Could the Chinese Communist Party use DeepSeek data for intelligence purposes?
Cybersecurity experts say China has enough people and processing power to mine the massive amounts of data collected by DeepSeek, combine it with information from other sources and potentially build profiles of American users.
“I do think we’ve entered a new era where compute is no longer the limitation,” Sirota said, pointing to the abilities of companies like Palantir Technologies, which makes software that allows US agencies to crunch vast amounts of data for intelligence purposes, and adding that China has the same kinds of capabilities.

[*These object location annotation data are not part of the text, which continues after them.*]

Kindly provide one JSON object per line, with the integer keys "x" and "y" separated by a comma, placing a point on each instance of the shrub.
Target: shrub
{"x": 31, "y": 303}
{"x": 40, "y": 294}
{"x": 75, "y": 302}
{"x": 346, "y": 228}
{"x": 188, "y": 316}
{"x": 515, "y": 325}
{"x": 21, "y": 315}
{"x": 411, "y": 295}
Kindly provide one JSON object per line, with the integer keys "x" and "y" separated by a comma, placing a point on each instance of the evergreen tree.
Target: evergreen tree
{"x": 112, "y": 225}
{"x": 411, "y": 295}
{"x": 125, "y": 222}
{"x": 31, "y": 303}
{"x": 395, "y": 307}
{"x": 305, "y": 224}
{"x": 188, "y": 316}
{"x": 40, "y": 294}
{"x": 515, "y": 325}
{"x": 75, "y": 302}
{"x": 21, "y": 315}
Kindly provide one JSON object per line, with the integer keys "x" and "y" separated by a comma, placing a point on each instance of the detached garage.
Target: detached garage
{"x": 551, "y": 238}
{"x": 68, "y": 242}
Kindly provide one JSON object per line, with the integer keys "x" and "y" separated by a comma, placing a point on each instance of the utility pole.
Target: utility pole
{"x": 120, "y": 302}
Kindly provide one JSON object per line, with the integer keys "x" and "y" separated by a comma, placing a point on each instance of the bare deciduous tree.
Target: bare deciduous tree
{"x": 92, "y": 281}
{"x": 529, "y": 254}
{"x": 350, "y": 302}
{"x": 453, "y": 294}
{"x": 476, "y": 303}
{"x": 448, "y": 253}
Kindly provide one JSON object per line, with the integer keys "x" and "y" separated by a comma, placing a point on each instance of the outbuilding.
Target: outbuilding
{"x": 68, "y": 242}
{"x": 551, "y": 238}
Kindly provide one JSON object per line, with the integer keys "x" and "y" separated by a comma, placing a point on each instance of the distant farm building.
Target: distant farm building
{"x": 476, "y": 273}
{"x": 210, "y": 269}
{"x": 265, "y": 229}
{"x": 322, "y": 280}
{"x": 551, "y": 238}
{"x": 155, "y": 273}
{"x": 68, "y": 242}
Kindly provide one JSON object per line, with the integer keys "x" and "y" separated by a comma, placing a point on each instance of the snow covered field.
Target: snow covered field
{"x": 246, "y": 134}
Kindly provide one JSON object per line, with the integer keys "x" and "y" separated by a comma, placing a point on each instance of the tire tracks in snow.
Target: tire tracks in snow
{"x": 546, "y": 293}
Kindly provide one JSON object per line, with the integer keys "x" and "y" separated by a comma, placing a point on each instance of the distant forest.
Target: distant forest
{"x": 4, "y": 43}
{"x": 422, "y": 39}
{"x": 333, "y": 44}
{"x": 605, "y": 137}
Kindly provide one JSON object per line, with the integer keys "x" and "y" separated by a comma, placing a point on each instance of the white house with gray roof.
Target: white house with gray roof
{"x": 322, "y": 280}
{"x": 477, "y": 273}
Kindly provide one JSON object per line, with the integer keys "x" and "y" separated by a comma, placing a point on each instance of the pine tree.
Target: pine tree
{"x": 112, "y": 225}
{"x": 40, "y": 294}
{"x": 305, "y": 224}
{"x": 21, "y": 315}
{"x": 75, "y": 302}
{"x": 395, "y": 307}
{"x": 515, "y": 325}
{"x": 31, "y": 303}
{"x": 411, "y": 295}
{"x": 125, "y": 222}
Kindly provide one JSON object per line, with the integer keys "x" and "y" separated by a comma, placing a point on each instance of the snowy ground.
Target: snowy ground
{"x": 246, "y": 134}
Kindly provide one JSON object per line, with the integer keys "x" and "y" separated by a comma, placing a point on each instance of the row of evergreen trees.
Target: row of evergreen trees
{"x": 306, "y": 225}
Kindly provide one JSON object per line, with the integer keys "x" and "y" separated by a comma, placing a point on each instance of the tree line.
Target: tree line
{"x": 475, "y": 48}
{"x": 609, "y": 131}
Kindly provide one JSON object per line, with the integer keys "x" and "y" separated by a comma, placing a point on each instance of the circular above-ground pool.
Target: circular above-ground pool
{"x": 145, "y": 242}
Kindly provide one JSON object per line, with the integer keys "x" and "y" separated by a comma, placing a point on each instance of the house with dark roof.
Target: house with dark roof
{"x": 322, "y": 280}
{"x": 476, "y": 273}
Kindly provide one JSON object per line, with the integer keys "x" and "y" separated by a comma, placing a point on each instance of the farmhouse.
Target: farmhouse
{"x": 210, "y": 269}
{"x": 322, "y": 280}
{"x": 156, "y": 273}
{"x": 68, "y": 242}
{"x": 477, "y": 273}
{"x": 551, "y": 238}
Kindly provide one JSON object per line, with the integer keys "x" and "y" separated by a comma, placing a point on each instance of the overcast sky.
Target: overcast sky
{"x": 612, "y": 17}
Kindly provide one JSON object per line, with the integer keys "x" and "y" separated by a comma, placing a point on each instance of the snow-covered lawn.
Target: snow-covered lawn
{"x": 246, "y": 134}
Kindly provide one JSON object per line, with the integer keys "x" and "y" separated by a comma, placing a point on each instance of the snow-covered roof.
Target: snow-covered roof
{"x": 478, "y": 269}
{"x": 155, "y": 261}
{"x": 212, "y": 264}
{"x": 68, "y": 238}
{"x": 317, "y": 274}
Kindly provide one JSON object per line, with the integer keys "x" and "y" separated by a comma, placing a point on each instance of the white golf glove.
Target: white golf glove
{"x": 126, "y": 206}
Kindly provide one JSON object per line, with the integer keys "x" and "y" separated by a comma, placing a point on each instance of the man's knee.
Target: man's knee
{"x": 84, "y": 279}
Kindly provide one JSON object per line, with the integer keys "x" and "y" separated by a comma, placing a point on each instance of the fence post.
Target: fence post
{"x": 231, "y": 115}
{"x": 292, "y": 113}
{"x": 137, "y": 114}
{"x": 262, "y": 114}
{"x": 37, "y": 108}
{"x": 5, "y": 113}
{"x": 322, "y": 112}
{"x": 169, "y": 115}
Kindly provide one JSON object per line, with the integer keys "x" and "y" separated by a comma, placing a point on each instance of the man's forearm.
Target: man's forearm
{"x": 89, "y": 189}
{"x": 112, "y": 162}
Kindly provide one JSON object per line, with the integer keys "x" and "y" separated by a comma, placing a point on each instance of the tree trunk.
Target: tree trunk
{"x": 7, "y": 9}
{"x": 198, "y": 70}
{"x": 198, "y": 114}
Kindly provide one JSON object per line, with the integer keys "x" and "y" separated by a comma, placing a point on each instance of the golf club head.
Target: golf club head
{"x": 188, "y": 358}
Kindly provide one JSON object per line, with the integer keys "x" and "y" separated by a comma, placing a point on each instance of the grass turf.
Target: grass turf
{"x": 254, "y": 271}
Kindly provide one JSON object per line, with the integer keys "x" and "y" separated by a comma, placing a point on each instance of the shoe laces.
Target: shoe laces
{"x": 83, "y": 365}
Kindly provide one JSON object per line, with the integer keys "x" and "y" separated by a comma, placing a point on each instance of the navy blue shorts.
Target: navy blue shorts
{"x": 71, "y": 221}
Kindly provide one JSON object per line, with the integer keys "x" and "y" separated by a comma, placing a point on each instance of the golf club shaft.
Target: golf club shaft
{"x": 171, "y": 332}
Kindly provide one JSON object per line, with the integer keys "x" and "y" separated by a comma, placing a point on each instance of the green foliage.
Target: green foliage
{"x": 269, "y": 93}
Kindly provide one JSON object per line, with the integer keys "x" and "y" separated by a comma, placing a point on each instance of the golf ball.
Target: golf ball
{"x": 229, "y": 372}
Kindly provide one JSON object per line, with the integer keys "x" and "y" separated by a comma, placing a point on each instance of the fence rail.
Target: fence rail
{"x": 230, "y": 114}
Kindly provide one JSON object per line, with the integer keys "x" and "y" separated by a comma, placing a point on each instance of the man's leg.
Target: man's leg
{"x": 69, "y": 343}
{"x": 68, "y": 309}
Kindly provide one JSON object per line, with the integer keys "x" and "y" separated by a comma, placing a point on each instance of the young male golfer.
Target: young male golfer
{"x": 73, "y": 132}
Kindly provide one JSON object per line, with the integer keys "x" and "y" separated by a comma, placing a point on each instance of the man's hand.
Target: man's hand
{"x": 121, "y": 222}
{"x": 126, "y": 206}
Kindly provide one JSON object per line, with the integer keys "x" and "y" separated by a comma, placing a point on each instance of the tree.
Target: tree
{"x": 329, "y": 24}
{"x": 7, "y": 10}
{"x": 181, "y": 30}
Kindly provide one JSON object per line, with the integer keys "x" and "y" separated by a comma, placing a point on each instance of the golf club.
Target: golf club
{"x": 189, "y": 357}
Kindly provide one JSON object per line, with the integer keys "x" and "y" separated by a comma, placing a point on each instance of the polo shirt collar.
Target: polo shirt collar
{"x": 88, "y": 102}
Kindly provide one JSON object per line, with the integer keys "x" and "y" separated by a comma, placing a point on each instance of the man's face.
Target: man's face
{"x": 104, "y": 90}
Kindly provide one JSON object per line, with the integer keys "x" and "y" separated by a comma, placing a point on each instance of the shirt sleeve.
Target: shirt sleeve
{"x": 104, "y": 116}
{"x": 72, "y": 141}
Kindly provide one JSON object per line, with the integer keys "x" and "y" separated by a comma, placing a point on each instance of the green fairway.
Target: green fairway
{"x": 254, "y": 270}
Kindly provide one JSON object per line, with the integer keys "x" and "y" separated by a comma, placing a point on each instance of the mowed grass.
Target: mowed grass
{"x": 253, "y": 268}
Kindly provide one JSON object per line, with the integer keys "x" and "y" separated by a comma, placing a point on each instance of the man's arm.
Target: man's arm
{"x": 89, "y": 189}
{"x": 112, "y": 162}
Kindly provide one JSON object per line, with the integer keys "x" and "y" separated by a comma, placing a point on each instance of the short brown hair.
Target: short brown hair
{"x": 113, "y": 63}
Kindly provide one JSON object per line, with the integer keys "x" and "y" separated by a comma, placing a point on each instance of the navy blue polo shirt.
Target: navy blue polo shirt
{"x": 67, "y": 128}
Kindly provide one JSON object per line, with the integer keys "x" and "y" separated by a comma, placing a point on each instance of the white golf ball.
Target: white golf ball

Though the people playing around with DeepSeek could be young and relatively unimportant now, as with TikTok’s users, China is happy to play the long game and wait to see if any of them grow up to be someone of influence and worth potentially targeting, Sirota said.
Andrew Borene, executive director at Flashpoint, the world’s largest private provider of threat data and intelligence, said that’s something people in Washington, regardless of political leanings, have become increasingly aware of in recent years.
“We know that the policymakers are aware; we know the technology community is aware,” he said. “My personal assessment is I’m not sure the American consumer is necessarily aware of what those risks are, or where that data goes and why that could be a concern.”
Borene emphasized that anyone working in government should exercise the “highest levels of caution” if they choose to use DeepSeek, but he also said all users should keep in mind that their data might end up in the hands of Chinese officials.
“That’s an important factor to consider,” he said. “You didn’t need to read the privacy policy to know that.”
Keep your private information private.
How to stay safe while using DeepSeek or other AI models
Given that it can be tough much of the time to know what AI model you’re actually using, experts say it’s best to take care when using any of them.
Here are some tips for doing that.
Be smart with AI just like with everything else. The usual best practices for tech apply here, too. Set long, complicated and unique passwords, always enable two-factor authentication when you can, and keep all your devices and software updated.
Keep personal info personal. Think before entering personal details about yourself into an AI chatbot. Yes, this covers obvious no-no’s like Social Security numbers and banking information, but also the kinds of details that might not automatically set off alarm bells, like your address, place of employment, and friends’ or coworkers’ names.
Be skeptical. Just like you’d be wary of information requests that come in the form of emails, texts or social media posts, you should be concerned about AI queries, too. Think of it like a first date, Sirota said. If a model asks weirdly personal questions the first time you use it, walk away.
Don’t rush to be an early adopter. Just because an AI or app is trending doesn’t mean you have to have it right away, Morgan said. Decide for yourself how much risk you want to take when it comes to software that’s new to the market.
Read the terms and conditions. Yes, this is a lot to ask, but with any app or software, you should really read these statements before you start handing over data, to get an idea of where it’s going, what it’s being used for and who it could be shared with. Those statements could also provide insights into whether an AI or app is collecting and sharing data from other parts of your device, Borene said. If that’s the case, turn those permissions off.
Be aware of America’s adversaries. Any app based in China should be treated with suspicion, but so should those from other adversarial or ungoverned states like Russia, Iran or North Korea, Borene said. Privacy rights you might enjoy in places like the US or European Union don’t apply on those apps, regardless of what the terms and conditions say.